Jusqu'à ce lundi, la feria des toros se traînait. Les formidables toros de Victorino Martin la raniment (3 avril). Une corrida de luxe (Juli, Manzanares déjà et Perera, le 5 avril) consacre sa convalescence. Puis elle s'éclaire, stroboscopiquement, de trois détails du génial Morante. Pas de quoi, pour les fanatiques du génie, dégainer leurs théorèmes prétentieux.
Mais Morante revient mercredi (9 avril). Il est possible alors que les délires mathématiques de ses sectateurs ne suffisent même plus. Tout est possible. Des petites filles sachant à peine marcher aux abuelas (les grands-mères) anciennes, ce ne sont par les rues que robes à volants, couleurs vives et pois. Olé, y olé, y olé !
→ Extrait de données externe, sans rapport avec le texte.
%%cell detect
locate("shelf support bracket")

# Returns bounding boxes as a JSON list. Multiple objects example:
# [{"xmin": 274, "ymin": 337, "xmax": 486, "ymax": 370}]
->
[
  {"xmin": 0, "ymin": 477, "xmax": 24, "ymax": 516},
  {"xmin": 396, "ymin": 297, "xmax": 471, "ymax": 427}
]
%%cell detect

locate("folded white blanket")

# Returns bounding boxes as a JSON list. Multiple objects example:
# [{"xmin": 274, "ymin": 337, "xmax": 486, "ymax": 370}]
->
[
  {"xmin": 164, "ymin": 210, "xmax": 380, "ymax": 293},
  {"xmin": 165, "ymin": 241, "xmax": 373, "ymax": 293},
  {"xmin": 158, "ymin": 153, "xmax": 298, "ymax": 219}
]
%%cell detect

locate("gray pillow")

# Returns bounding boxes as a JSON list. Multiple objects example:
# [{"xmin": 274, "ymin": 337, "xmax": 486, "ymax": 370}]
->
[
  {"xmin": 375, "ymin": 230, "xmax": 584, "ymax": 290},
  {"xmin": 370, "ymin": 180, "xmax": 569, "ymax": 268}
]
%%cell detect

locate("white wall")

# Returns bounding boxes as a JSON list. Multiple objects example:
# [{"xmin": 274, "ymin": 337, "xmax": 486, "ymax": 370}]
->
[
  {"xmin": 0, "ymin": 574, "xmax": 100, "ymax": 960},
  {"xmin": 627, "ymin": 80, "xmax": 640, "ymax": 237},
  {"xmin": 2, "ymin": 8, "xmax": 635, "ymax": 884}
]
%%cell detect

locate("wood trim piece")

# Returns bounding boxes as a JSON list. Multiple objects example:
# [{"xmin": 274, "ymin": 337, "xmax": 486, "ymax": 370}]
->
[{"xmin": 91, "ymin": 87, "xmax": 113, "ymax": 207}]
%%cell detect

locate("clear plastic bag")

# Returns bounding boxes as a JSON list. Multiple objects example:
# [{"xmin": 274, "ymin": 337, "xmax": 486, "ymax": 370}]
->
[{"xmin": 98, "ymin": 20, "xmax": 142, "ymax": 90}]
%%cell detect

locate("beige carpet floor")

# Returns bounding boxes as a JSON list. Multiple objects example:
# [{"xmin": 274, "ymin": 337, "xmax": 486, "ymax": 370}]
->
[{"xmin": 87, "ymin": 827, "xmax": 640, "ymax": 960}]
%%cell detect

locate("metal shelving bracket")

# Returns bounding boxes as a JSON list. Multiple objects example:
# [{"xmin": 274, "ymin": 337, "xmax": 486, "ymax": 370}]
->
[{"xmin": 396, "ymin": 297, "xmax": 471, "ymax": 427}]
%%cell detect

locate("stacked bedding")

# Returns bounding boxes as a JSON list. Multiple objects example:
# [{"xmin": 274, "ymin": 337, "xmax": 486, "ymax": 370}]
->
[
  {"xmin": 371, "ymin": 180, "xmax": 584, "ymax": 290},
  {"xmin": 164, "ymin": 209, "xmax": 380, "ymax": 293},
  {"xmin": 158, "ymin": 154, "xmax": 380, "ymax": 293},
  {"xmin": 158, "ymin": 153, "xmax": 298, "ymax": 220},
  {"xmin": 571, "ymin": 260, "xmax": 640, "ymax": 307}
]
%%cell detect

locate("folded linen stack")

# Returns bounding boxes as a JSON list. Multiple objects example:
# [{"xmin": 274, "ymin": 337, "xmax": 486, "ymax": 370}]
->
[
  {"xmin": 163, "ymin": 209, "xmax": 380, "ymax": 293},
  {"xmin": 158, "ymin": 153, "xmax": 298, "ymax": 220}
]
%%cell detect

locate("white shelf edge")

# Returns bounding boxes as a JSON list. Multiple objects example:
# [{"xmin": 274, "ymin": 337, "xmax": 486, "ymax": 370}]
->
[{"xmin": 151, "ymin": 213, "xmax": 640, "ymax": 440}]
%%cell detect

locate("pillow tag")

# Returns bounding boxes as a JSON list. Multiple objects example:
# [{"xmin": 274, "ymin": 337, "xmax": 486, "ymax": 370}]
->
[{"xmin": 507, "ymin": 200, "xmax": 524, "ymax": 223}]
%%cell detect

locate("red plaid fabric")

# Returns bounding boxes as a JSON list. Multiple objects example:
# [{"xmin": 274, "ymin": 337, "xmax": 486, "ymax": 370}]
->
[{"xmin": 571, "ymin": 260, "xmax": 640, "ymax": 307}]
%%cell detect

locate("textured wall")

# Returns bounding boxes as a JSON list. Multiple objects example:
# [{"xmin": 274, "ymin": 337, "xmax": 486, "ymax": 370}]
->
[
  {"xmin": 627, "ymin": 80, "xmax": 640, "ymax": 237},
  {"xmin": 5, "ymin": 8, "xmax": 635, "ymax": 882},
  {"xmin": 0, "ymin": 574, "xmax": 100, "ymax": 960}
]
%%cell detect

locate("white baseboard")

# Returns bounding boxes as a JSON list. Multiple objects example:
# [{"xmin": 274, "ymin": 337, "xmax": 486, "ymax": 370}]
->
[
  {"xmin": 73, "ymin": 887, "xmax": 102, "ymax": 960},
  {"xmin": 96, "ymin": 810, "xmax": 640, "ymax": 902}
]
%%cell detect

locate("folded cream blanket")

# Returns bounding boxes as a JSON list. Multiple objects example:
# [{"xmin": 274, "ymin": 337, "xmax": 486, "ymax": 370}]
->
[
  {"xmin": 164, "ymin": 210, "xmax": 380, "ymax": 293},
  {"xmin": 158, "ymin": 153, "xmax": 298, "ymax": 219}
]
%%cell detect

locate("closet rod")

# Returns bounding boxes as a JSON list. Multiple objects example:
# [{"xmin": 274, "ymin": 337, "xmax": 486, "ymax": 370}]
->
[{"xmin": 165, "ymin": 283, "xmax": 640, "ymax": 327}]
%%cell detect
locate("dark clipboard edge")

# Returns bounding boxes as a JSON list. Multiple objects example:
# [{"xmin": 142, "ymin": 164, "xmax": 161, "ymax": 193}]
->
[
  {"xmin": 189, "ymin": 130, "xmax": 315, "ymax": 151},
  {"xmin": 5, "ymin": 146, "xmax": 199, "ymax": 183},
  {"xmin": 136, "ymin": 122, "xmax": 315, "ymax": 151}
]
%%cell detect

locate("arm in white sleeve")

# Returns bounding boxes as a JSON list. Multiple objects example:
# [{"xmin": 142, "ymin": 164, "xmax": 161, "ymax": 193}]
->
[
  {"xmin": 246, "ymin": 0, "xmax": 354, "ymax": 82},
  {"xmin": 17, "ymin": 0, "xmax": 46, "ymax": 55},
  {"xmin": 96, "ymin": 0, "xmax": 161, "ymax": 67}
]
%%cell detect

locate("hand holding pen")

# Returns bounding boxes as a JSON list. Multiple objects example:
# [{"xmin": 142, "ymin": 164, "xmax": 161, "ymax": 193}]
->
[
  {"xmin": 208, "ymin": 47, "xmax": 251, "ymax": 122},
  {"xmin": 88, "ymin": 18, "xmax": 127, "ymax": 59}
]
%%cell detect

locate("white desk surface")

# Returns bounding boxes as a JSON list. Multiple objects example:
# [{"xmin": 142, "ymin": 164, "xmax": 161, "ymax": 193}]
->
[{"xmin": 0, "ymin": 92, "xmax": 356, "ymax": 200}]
Tout cela, cette ivresse, ces nuits câlines, l'ultime république de la joie de vivre dans l'Europe morose de ses prohibitions, pour dire quoi ? Pour dire qu'en plus on ne s'y trouve pas ! Mais non, mais non : on bat le pavé parisien contre "la xénophobie d'Etat qui tue" (samedi 5 avril, justement). Slogan un peu raide, sans doute ; or, dans la nuit, Baba Traoré coursé par de braves gens qui croyaient qu'ils avaient affaire à un Nègre coureur se jette dans la Marne. A Joinville-le-Pont (pon-pon !), valse amusante. Baba n'ira plus guincher "chez Gégè-è-ne". Baba Troaré était venu en France à la demande de l'hôpital Necker pour donner un rein à sa soeur. En échange, il s'était retrouvé bénéficiaire d'un ordre de reconduction à la frontière. Voilà ce qu'on appelle "un sans-papiers".
Et sinon ? Sinon, à chacun sa feria, on suit la flamme olympique qui prend le 72 sans titre de transport. A chacun ses taureaux, on se fait du mouron pour l'université et pour Le Monde. Puis on emboîte le pas des lycéens qui bataillent contre les très sélectives suppressions de postes : nettement plus en Seine-Saint-Denis que dans le 7e arrondissement de Paris.
Et, à 18 heures, on noue une cravate sobre, on descend d'un pas lent au Liberté-Prado (55, boulevard Voltaire, à Paris, 11e). Quatre écrans y diffusent la corrida de Séville. On mange des tapas en buvant du vin pur. On rugit à voix basse un "olé !" quand il faut, dans le compas. Et, comme de juste, pour de sombres histoires de boulot, on rate les "victorinos", la corrida de luxe, plus Morante et Manzanares. Ce sont choses de taureaux (cosas de toros). Même à Voltaire.